"Se laisser aller à la panique, c'est donner à voir le noyau de dénuement de la condition humaine à l'oeil nu."
Sibylle a peur de l’ennui comme d’un venin glacé. On ne peut le comparer à rien : une douleur bizarre, des fourmis qui vous traversent les bras et les jambes, et portent, jusque dans le crâne, brindille après brindille, le mal et ce vide sourd dont on mettra des jours à se débarrasser. La peur qui l’envahit appelle la fuite. Mais il n’est pas bon de s’attendrir sur soi, lui a déjà seriné Mère Dominica .Alors elle regarde le goudron de la cour et le soleil qui frappe dans ce carbone.

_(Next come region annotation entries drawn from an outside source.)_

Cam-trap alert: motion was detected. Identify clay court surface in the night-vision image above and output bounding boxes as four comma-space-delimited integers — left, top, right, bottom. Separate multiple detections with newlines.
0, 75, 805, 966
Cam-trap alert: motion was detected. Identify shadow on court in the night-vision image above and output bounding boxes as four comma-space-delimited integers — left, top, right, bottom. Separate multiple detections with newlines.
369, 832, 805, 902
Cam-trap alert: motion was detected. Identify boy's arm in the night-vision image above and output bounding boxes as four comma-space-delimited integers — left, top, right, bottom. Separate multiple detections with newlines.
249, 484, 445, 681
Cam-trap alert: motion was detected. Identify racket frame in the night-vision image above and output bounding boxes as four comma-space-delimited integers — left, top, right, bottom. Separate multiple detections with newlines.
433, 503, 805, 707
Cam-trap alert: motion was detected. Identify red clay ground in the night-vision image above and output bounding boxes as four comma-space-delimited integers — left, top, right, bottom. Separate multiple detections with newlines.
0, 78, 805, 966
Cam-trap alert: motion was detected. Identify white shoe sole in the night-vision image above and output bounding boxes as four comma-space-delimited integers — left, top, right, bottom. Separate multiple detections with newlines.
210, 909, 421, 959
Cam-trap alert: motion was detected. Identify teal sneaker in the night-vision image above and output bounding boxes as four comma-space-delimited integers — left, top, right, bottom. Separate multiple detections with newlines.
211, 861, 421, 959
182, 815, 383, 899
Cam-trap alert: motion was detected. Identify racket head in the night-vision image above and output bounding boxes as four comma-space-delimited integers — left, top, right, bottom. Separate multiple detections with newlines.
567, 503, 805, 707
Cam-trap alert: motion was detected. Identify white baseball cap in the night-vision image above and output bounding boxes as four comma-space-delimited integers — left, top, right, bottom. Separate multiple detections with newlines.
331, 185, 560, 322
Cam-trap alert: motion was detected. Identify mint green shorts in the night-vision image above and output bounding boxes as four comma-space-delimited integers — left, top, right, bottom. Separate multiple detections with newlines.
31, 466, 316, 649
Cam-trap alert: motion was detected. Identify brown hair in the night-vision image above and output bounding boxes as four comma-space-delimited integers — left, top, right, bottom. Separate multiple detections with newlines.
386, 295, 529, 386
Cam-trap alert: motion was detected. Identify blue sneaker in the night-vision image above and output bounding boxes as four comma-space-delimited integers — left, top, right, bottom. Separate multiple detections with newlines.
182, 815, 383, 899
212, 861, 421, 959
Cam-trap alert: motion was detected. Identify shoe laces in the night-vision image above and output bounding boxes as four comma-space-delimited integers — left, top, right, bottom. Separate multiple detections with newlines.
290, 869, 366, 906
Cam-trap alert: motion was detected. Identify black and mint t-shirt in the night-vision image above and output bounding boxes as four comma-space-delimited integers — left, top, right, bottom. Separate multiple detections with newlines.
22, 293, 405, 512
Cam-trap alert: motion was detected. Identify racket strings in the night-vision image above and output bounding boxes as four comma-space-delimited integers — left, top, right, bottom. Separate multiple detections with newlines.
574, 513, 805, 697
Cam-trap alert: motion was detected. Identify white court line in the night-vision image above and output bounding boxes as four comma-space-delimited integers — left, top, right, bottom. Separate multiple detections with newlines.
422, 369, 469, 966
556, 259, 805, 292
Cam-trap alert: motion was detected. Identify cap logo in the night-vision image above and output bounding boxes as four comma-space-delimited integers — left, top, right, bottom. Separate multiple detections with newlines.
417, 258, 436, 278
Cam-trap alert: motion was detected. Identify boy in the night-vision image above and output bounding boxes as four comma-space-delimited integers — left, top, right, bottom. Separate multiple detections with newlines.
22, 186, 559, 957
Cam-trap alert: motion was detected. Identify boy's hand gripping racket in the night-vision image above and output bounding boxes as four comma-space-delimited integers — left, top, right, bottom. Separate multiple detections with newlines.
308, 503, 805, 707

Le vrai problème, c’est que cette peur fade et sans distance qui accompagne Sibylle jusque dans ses efforts pour s’en délivrer est le goût même de sa propre vie. Cette fébrilité est la source même de son sentiment intime d’existence. Certains êtres ne peuvent éprouver leur propre existence que lorsque la peur leur broie l’estomac
La caresse de Paul sur la joue de Sybille n'est pas simple effleurement : elle est façonnement. En caressant Sibylle, Paul fait naître son corps sous ses doigts.
Elle tombera comme un saltimbanque loupe son fil de fer, tandis que le public porte la main à son cœur et que le jongleur, imperturbablement, fait tournoyer ses massues exactes.
La chute aura forme humaine, bras et jambes battant l'air comme un crawl.
Dehors c'est la récréation : désordre et bruit discordant.
Dedans : c'est un merveilleux calme.
La merveille serait qu'on en reste là.
Crucifiée par la moindre sensation. Enchristée dans sa peau de femme.
L'enfant appuie sa tête contre le mur. Le grain rugueux du crépi s'enfonce dans son cuir chevelu et elle souffre. Pourtant elle ne bouge pas. Au contraire, elle écrase encore plus sa tête contre le mur. Il lui semble que cette douleur va la réveiller.